Many might be surprised by this new influx of office construction, partly because Midwood was largely left out of the real estate boom that the rest of Brooklyn experienced over the last 15 years. Of course, the real estate explosion was largely in glassy condos, especially in areas such as Downtown Brooklyn and Williamsburg.
“A lot of the families [in Midwood] are large,” said longtime neighborhood resident Michael Weiser, the president at commercial brokerage GFI Realty Services. “The idea of a small condo in a glass tower in the sky doesn’t work, because it requires people to give up a lifestyle, which is about family.”
Instead, the neighborhood’s real estate story was largely focused on its houses, which in some cases could compete with the much more touted parts of Brooklyn.

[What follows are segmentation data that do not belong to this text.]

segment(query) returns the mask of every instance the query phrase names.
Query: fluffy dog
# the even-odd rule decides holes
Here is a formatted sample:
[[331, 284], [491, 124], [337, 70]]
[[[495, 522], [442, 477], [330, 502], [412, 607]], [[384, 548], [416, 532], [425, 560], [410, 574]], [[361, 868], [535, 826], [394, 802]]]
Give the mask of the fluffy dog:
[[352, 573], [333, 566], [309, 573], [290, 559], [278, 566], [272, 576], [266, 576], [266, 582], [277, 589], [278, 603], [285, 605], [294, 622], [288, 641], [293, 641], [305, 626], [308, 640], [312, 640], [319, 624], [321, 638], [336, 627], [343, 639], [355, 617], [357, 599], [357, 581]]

As of March 3, real estate listing website StreetEasy had a $2.2 million nine-bedroom home with 4,862 square feet as the most expensive home listing in the neighborhood. Also, there were many listings above $1 million for 2,000- and 3,000-square-foot houses. And the median sales price for Midwood homes in the fourth quarter of 2016 was $709,409, according to StreetEasy’s January 2017 residential market report.
But as the neighborhood remains one of a dying breed with spacious homes, people there want to keep the residential areas that way. The commercial areas meanwhile are seeing growth.
“Historically you came to this area for a neighborhood feel or a single-family house. So there is a ton of that supply, because that’s all that has been built for 150 years. People have their own home and a driveway,” Kassin said. “People in this part of Brooklyn want to live on a quiet street that feels that it’s part of a neighborhood. That why they live so far from the city.”
So bringing Class A Manhattan-style office to Midwood is the answer that developers like Kassin has come up with.
Kassin added: “I don’t think it’s ever going to be something comparable to the major office markets in and around the city. But I think it will be a very stable and strong market for the local population.”